® Ben Wilson Writes

Automating Scrivener: Wordcount Log

Scrivener 2.0 for Mac. Screenshot of corkboard overview. by Morten Oddvik/Flickr is licensed under CC BY 2.0

Recently, Jamie Rubin talked about using GitHub as an author. I took his article as a challenge to automate Scrivener word count logs and automatically commit changes to Scrivener. This article discusses how I automatically process the Scrivener wordcount into a log file.

A lot of people think of GitHub as a tool for geeks. While that may be true, there are a lot of things you can do that are not technologically related. For example, the Github Services team uses GitHub. As an organization, GitHub is committed to keeping all relevant organizational learning in their own tool.

Authors don’t have to be technology geeks, but it helps. As I abandon my old toolchain, I found myself wondering how I was going to maintain my online progress logs…or as 2015 showed, lack of progress.

My old toolchain comprised a self-authored Ruby gem I called Bookmaker, which ultimately reflects that you can waste more time tinkering with your tools than you can crafting. I started to re-engineer Bookmaker before the challenge. It was “easy” to get the data: I would iterate over the LaTeX files in the target directory, run detex on each file and pipe to wc, and sum the total. Then I would add that data to a JSON file that feeds my progress logs. The next time I committed a change to this website, those logs would be published.

What follows should work on Mac OSX or Linux without issue. If you’re using Windows, then I’m not sure I can help you. I’m a UNIX guy from way back.

Processing Scrivener Wordcounts

In Scrivener, it’s a lot easier. The GitHub Gist below documents the minimum effort required to pull the data out of Scrivener using Crontab (how to use Crontab). All it will do is aggregate a file with the data. You’ll have to figure out your own way to parse it from there.

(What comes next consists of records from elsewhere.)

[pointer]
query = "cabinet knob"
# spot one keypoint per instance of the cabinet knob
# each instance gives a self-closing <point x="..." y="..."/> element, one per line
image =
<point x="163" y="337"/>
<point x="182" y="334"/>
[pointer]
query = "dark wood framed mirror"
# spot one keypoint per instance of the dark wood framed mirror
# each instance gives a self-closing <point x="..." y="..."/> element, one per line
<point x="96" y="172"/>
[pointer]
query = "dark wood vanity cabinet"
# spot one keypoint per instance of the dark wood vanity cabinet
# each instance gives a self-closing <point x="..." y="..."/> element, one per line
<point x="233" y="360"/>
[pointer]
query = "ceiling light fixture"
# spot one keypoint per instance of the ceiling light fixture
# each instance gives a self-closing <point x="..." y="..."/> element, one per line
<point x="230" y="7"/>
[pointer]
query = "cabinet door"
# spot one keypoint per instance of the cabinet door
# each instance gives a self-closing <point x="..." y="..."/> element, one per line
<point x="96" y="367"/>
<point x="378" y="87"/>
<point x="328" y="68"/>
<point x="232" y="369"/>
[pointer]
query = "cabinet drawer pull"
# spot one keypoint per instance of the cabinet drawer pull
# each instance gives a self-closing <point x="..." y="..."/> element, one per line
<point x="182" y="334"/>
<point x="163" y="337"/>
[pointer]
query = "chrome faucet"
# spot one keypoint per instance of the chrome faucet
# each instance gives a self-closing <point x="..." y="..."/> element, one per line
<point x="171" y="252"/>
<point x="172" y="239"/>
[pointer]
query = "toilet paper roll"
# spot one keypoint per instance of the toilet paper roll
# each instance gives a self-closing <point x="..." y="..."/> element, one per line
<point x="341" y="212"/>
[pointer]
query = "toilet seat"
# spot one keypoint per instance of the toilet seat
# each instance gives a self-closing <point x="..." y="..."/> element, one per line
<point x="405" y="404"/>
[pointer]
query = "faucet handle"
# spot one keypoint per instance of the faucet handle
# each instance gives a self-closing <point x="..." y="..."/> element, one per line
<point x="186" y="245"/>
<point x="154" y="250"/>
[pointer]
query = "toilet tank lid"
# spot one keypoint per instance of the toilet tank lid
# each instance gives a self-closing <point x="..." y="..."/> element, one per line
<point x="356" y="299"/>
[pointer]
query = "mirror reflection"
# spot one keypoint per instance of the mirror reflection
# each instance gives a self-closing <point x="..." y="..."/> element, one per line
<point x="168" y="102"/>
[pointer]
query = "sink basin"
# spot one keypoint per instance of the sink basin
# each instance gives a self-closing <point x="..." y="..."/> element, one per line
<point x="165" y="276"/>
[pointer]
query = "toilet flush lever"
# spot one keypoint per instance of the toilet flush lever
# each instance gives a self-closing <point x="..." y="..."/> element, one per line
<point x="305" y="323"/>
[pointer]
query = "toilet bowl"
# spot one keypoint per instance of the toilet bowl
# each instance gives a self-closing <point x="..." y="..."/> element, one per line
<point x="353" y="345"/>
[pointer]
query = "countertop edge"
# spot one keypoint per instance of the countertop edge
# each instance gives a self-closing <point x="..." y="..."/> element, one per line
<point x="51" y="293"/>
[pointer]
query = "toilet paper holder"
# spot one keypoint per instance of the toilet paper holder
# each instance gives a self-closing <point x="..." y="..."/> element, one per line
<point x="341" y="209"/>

If you’re looking for something a bit more complex, I’ve published a gist of how I pull the data down and aggregate my wordcount log. (See ScrivxWordCount.rb) That script is missing the config YAML file. If you’re going down this path, I anticipate that you know how to read Ruby and can figure out from the code what you need to put in that file. You’ll also note the script is not fully optimized, which is an artifact of my having pulled out some portions of the code. To use this script, you’ll need to initialize a JSON file (put “{}” in the JSON file).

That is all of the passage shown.